Was passiert bei Nullpositionen im Leistungsverzeichnis?

Wann wird aus einer ausgeschriebenen Bauleistung ein Kostentreiber? Immer dann, wenn ausgeführte Mengen erheblich von der Ausschreibung abweichen – insbesondere im Fall der sogenannten Nullposition. Der Mindermengenausgleich nach § 2 Abs. 3 VOB/B bietet hierfür einen rechtlichen Mechanismus. In der Praxis treten jedoch häufig Missverständnisse auf – gerade bei Nullpositionen, die komplett entfallen. Wie hier der korrekte Umgang nach der VOB aussieht und welche Ansprüche bestehen, klärt dieser Beitrag.

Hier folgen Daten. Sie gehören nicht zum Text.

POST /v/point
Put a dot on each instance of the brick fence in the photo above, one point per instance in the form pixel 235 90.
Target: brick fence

Was regelt die VOB bei der Nullposition?

Die Vergabe- und Vertragsordnung für Bauleistungen (VOB) beschreibt im Abschnitt § 2 Abs. 3 VOB/B die Grundlagen für Preisänderungen bei Mengenabweichungen. Fällt eine Position, die ursprünglich vollständig kalkuliert war, im Bauverlauf auf 0 %, ist laut VOB nicht automatisch von einem „Wegfall“ die Rede – sondern rechtlich betrachtet handelt es sich um eine Teilkündigung. Das hat weitreichende Folgen:

  • Nullmengen führen nicht zur ersatzlosen Streichung
  • Es entsteht ein Vergütungsanspruch nach Maßgabe der freien Kündigung
  • Ein Nachtrag zur Kompensation ist nicht automatisch zulässig

Die Unterscheidung ist entscheidend, denn viele Auftraggeber versuchen, die entfallene Position mit einer anderen, überhöhten Leistung auszugleichen – etwa durch Abrechnung von 108 % in einer anderen Position. Ein rechnerischer Ausgleich ist jedoch unzulässig.
Rechtliche Basis: § 8 Abs. 1 VOB/B – freie Kündigung
Im Falle einer Nullposition greift die Regelung zur Teilkündigung nach § 8 Abs. 1 VOB/B. Diese sieht vor, dass der Auftraggeber jederzeit zur freien Kündigung berechtigt ist. Für vollständig gestrichene Leistungen bedeutet das:

  • Die Position ist als gekündigt zu werten
  • Der Auftragnehmer erhält eine Entschädigung gemäß § 8 Abs. 1 VOB/B
  • Eine Substitution durch andere Positionen ist nicht erlaubt

Beispielrechnung: So wird der Mindermengenausgleich ermittelt
Ein Rechenbeispiel aus der Praxis illustriert die Abläufe. Ursprünglich wurde eine Leistung mit 40.000 € kalkuliert. Im Bauablauf wird diese Position jedoch nicht benötigt – die Menge reduziert sich auf null.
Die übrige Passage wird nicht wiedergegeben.